The third element of the company’s design for growth is the disciplined way it managed its business. Discipline is part of the company’s culture and it is applied to every aspect of the business: strategic, operational, and financial. The company set and stick with clear strategies. It does its homework before going to market with new products and ideas (Ibid).
The second element of the firm’s design for growth is its combination of core strengths. Early in the decade, the firm determined that it did not have sufficient competitive advantage in the five areas that are critical to winning in consumer products: consumer understanding, brand building, innovation, go-to-market capability, and scale. It invested substantially in every area and it is paying off.
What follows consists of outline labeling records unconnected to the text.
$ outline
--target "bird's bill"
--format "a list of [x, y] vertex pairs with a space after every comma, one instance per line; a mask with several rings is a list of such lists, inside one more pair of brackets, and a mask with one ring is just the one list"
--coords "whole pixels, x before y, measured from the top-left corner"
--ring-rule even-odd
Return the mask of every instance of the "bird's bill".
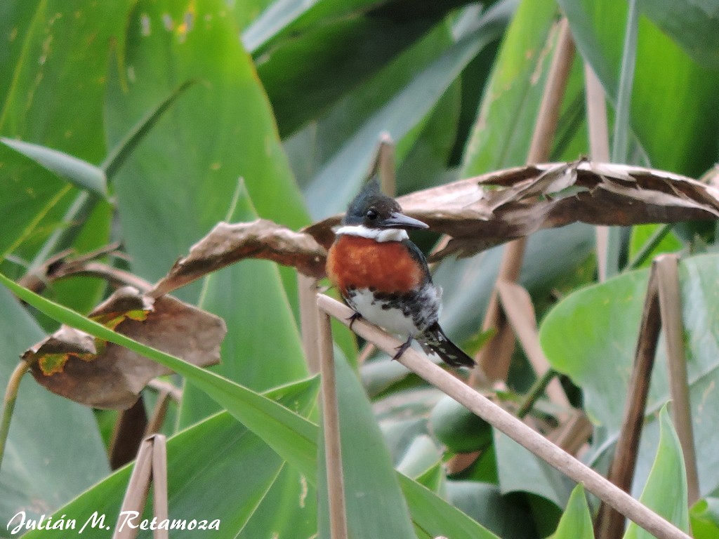
[[395, 212], [385, 219], [382, 224], [383, 229], [429, 229], [429, 226], [419, 219]]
For example, the company invested more than a billion dollars in consumer understanding since 2001.
It transformed one of the industry’s more traditional market research organizations into a consumer understanding powerhouse. Its external benchmarking indicates that the company has the industry’s strongest suite of proprietary consumer research tools and methodologies. These tools make the firm learn faster and more effectively, and it helps discover the often unarticulated needs and aspirations that lead to breakthrough innovation (Ibid).
Innovation has always been the firm’s lifeblood, and it created significant advantage in this area. It has the best-in-class expertise in about a dozen technology areas that are the foundation for innovation in the industry, including enzymes, perfumes, and flavors, polymers, structured substrates, and surfactants. The firm multiplied this internal capability through an effort we call “connect + develop,” which is proving to be an enormous source of innovation and competitive advantage. It has about 8,500 researchers within the company and another 1.5 million outside the company (Ibid).
The growth strategy of the company will exploit opportunities focusing on these areas:
- P&G’s Core. The firm is widening its share advantages versus competition. For example, in fabric care, it is the number two player worldwide in the early 1990s. Today, the firm has a 34% share of the global fabric care market, almost double the next competitor, and its share has grown for six consecutive years. There are plenty of opportunities to keep growing all of the company’s billion dollar brands. It is proving in category after category that a leading share, even a relatively high share, is not a barrier to growth. The company aims to continue leverage its brand line-up and category-leading innovation to keep core businesses healthy and growing.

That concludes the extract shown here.